What we’re doing with the modeling is asking, What is this going to look like in 50 years? The takeaway is that wildfire activity is going to remain strong and perhaps grow in the West, but the big structural change is really strong growth and active fire in the Southeast, where you have wildfire and wildlands proximal to millions of people and more vulnerable communities. It’s a fire regime that’s going to affect more people.
I also wanted to ask about the USDA Forest Service’s contributions to your paper. Do you think research like this could still happen today, given the Trump administration’s efforts to eliminate anything climate-related from the federal agenda?

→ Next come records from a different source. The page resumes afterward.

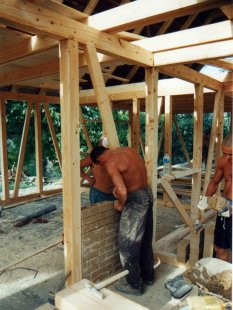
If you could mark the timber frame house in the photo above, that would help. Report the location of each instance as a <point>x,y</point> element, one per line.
<point>140,55</point>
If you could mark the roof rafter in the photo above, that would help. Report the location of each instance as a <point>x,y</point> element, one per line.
<point>146,12</point>
<point>38,19</point>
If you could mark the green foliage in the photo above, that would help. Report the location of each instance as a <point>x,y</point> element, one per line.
<point>15,116</point>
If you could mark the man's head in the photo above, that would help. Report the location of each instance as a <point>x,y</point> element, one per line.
<point>103,141</point>
<point>227,147</point>
<point>96,153</point>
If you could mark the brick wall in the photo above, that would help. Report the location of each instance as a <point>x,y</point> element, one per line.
<point>100,256</point>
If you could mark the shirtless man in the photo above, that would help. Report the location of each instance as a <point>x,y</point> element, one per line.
<point>101,186</point>
<point>223,228</point>
<point>135,201</point>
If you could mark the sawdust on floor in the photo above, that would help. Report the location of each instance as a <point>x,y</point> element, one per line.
<point>33,281</point>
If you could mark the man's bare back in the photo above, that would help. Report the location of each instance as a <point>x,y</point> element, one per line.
<point>223,171</point>
<point>130,165</point>
<point>126,168</point>
<point>100,180</point>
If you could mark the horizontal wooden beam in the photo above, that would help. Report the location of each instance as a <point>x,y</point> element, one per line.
<point>41,20</point>
<point>194,53</point>
<point>145,12</point>
<point>225,64</point>
<point>29,73</point>
<point>188,37</point>
<point>190,75</point>
<point>26,47</point>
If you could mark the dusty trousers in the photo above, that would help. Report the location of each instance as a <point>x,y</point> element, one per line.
<point>135,237</point>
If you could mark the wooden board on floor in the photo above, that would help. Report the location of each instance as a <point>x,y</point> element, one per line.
<point>78,296</point>
<point>166,247</point>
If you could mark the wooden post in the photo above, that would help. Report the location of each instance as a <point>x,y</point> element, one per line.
<point>53,133</point>
<point>69,94</point>
<point>167,132</point>
<point>130,127</point>
<point>85,131</point>
<point>168,126</point>
<point>184,148</point>
<point>219,134</point>
<point>136,124</point>
<point>212,141</point>
<point>3,149</point>
<point>151,157</point>
<point>103,101</point>
<point>22,149</point>
<point>38,142</point>
<point>197,150</point>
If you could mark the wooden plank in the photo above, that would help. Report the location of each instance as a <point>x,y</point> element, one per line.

I came to Resources for the Future six years ago after a long career with the Forest Service, so it’s hard for me to remain a dispassionate scientist here. I think we need to see how the dust settles. It’s hard to imagine a future where the agency and federal government do not have a high level of concern regarding fire — and I don’t think you can do any kind of effective planning, or thinking about the future, or targeting of activities without understanding how climate is likely to impact these disturbance regimes.

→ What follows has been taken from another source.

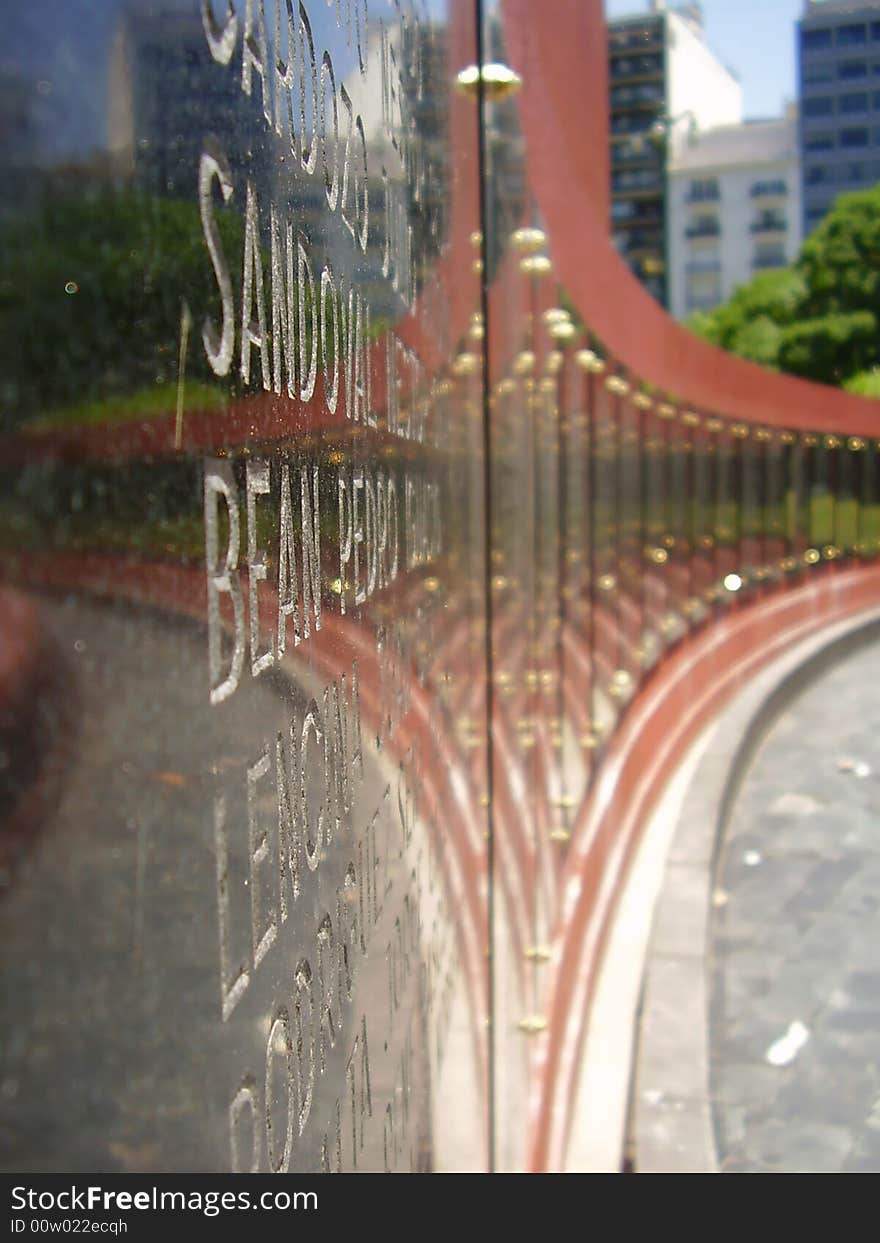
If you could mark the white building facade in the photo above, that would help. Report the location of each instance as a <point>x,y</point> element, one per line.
<point>663,78</point>
<point>733,209</point>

I don’t have the crystal ball that many people are seeking right now. We’ll have to wait to see. But our research demonstrates the vital role of understanding climate dynamics, and it shows how critical weather forecasts are for people with boots on the ground who are trying to stay ahead of disaster.
Editor’s note: This story has been updated to reflect that about a third of land in the West is privately owned, not publicly owned.